Malone watched him climb into a shiny 1928 Rolls Royce, then started walking briskly toward State Street. The big limousine passed him just as he reached the corner, it turned north on State Street and stopped. Malone paused by the newsstand long enough to see Mr. Orlo Featherstone get out and cross the sidewalk to the corner drug store. After a moment’s thought he followed and paused at the cigar counter, from where he could see clearly into the adjacent telephone booth.

Orlo Featherstone, in the booth, consulted a little notebook. Then he took down the receiver, dropped a nickel in the slot, and began dialling.

Malone watched carefully. D-E-L — 9-6-O— It was Lillian Claire’s number.

The little lawyer cursed all sound-proof phone booths, and headed for a bar on the opposite corner. He felt definitely unnerved.

After a double rye, and halfway through a second one, he came to the heartening conclusion that when he visited Lillian Claire, later in the evening, he’d be able to coax from her the reason why Orlo Featherstone, of all people, had telephoned her, just after leaving the late Paul Palmer’s fiancée. A third rye braced him for his call on the fiancée herself.

Riding up in the self-service elevator to her apartment, another heartening thought came to him. If Madelaine Starr was going to inherit all the Palmer dough — then it might not be such a trick to collect his five thousand bucks. He might even be able to collect it by a week from Thursday.

And he reminded himself, as she opened the door, this was going to be one time when he wouldn’t be a sucker for a pretty face.

Madelaine Starr’s apartment was tiny, but tasteful. Almost too tasteful, Malone thought. Everything in it was cheap, but perfectly correct and in exactly the right place, even to the Van Gogh print over the midget fireplace. Madelaine Starr was in exactly the right taste, too.

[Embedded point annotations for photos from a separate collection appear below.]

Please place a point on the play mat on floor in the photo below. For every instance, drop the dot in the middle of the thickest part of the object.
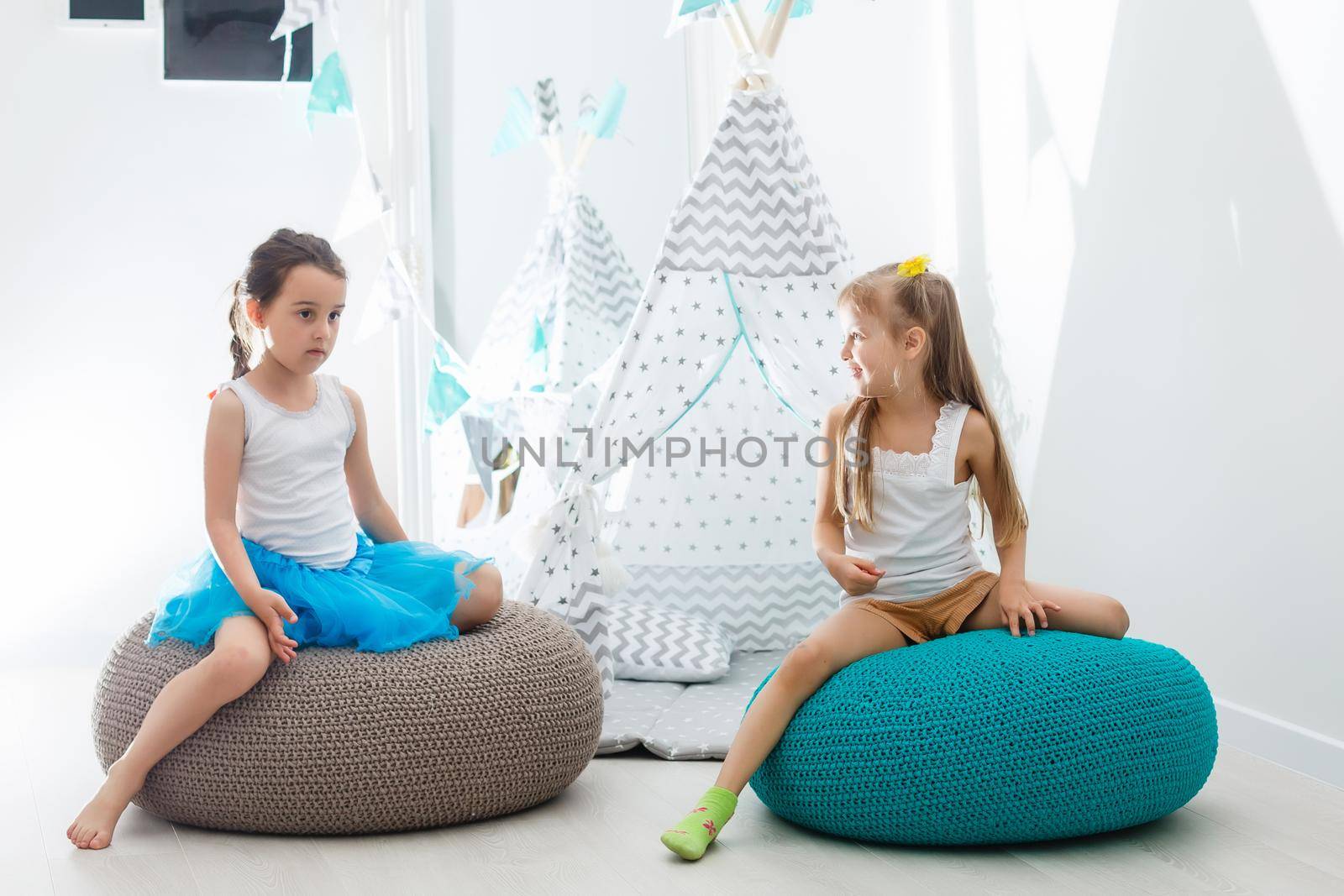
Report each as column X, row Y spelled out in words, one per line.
column 685, row 721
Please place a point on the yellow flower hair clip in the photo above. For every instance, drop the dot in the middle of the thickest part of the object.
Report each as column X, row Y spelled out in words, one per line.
column 913, row 266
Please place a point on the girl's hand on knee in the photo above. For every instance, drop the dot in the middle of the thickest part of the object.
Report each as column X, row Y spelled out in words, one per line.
column 853, row 574
column 1016, row 604
column 272, row 610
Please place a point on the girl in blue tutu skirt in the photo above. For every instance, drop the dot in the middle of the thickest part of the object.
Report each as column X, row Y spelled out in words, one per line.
column 288, row 476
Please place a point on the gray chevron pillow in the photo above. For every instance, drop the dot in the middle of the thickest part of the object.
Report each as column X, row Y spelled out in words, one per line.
column 652, row 644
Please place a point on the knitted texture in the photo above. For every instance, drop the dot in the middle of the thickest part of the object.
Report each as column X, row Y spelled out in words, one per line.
column 983, row 738
column 343, row 741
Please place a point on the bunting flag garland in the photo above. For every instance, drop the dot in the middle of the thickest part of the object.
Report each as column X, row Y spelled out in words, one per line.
column 299, row 13
column 329, row 93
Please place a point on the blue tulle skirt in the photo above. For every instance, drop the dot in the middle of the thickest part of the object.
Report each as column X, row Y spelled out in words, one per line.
column 390, row 595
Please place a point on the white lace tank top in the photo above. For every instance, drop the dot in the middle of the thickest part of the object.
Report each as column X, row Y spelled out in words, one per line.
column 921, row 519
column 292, row 492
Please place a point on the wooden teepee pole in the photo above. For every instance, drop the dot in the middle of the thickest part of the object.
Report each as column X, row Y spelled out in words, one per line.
column 743, row 42
column 774, row 29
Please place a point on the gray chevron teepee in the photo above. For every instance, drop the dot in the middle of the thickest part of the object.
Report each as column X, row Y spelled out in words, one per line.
column 727, row 369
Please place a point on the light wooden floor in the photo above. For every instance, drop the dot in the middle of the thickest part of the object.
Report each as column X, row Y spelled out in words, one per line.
column 1256, row 828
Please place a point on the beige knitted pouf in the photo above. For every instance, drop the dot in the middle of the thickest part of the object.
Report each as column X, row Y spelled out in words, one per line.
column 340, row 741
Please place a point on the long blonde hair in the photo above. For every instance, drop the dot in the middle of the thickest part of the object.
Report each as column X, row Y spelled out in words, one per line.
column 925, row 300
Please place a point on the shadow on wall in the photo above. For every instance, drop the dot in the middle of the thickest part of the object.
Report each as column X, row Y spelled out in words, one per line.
column 1193, row 402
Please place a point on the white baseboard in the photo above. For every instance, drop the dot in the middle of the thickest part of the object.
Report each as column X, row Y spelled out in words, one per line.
column 1281, row 741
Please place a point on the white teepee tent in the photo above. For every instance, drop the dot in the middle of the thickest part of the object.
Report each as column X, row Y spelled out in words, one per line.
column 562, row 316
column 559, row 318
column 727, row 369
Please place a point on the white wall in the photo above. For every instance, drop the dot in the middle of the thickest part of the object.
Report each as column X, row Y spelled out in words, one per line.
column 499, row 202
column 129, row 204
column 1140, row 203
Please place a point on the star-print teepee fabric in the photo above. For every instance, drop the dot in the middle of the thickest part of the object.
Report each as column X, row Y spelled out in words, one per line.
column 732, row 360
column 561, row 317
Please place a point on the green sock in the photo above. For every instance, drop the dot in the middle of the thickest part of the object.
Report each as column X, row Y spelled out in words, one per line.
column 692, row 835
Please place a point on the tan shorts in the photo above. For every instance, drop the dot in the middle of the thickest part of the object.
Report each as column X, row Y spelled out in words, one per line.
column 938, row 614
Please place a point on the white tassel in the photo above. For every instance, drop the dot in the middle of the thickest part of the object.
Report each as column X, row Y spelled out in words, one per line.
column 528, row 539
column 613, row 574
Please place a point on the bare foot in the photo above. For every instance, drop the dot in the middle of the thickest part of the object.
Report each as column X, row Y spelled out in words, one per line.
column 92, row 829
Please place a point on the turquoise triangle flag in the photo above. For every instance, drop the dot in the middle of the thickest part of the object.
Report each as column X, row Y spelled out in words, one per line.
column 517, row 127
column 328, row 92
column 447, row 392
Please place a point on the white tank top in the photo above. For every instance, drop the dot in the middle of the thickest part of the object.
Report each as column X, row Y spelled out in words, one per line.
column 292, row 492
column 921, row 519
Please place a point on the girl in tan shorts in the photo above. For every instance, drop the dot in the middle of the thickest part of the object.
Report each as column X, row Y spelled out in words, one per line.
column 893, row 523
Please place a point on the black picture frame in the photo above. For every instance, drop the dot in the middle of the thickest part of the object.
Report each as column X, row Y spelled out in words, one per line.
column 230, row 40
column 107, row 9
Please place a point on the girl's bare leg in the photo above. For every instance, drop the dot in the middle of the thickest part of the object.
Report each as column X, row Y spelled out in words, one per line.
column 239, row 660
column 1082, row 611
column 848, row 636
column 483, row 602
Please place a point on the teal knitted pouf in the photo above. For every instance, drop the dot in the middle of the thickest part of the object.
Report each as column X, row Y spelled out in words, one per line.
column 987, row 738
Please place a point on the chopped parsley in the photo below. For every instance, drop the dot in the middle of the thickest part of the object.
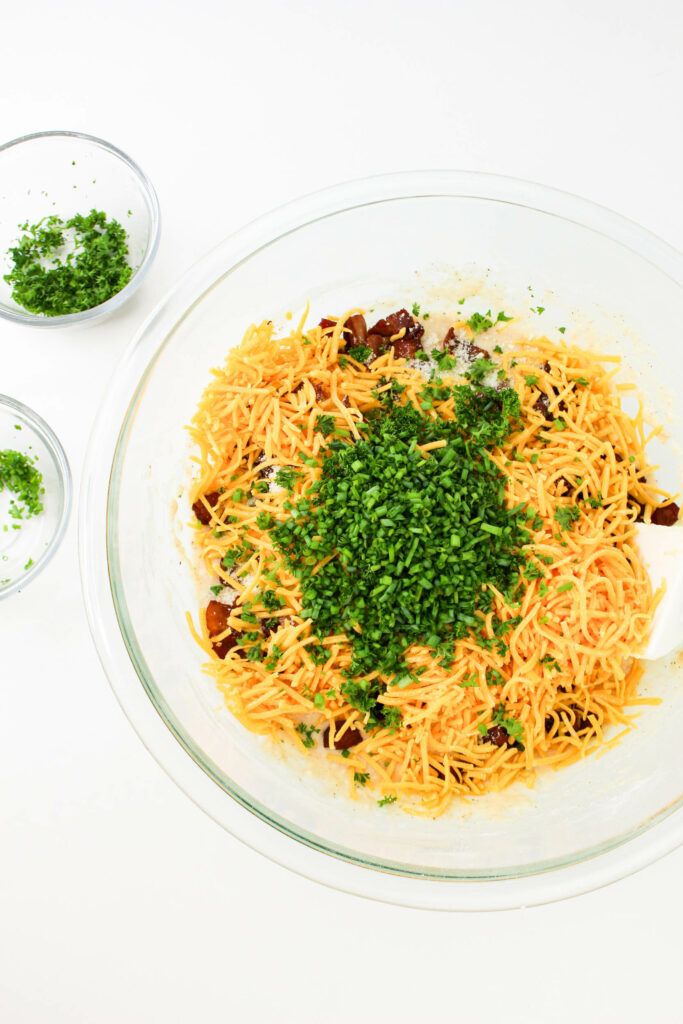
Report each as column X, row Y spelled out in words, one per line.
column 18, row 474
column 287, row 477
column 411, row 543
column 566, row 516
column 47, row 280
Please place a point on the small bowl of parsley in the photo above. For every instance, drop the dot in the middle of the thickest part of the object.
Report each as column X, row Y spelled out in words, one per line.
column 35, row 495
column 79, row 227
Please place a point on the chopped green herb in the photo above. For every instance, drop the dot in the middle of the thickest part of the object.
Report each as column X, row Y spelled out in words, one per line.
column 287, row 477
column 388, row 574
column 18, row 474
column 46, row 281
column 566, row 516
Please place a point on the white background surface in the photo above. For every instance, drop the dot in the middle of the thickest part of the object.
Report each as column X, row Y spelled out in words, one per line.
column 119, row 899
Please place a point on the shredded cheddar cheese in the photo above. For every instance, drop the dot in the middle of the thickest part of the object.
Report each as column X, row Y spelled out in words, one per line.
column 565, row 670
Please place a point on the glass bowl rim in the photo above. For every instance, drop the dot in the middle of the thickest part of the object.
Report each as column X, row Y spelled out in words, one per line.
column 402, row 884
column 114, row 303
column 52, row 442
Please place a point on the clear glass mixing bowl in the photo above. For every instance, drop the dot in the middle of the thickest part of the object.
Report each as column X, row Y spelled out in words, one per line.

She was a tall girl, with a figure that still made Malone blink, in spite of the times he’d admired it in the courtroom. Her bronze-brown hair was smooth and well-brushed, her pale face was calm and composed. Serene, polished, suave. Malone had a private idea that if he made a pass at her, she wouldn’t scream. She was wearing black rayon house-pajamas. He wondered if they were her idea of mourning.

Malone got the necessary condolences and trite remarks out of the way fast, and then said, “What kind of terrible trouble and danger are you in, Miss Starr?”

That startled her. She wasn’t able to come up with anything more original than “What do you mean?”

“I mean what you wrote in your note to Paul Palmer,” the lawyer said.

She looked at the floor and said, “I hoped it had been destroyed.”

“It will be,” Malone said gallantly, “if you say so.”

“Oh,” she said. “Do you have it with you?”

“No,” Malone lied. “It’s in my office safe. But I’ll go back there and burn it.” He didn’t add when.

“It really didn’t have anything to do with his death, you know,” she said.

Malone said, “Of course not. You didn’t send him the rope too, did you?”

She stared at him. “How awful of you.”

“I’m sorry,” Malone said contritely.

She relaxed. “I’m sorry too. I didn’t mean to snap at you. I’m a little unnerved, naturally.” She paused. “May I offer you a drink?”

“You may,” Malone said, “and I’ll take it.”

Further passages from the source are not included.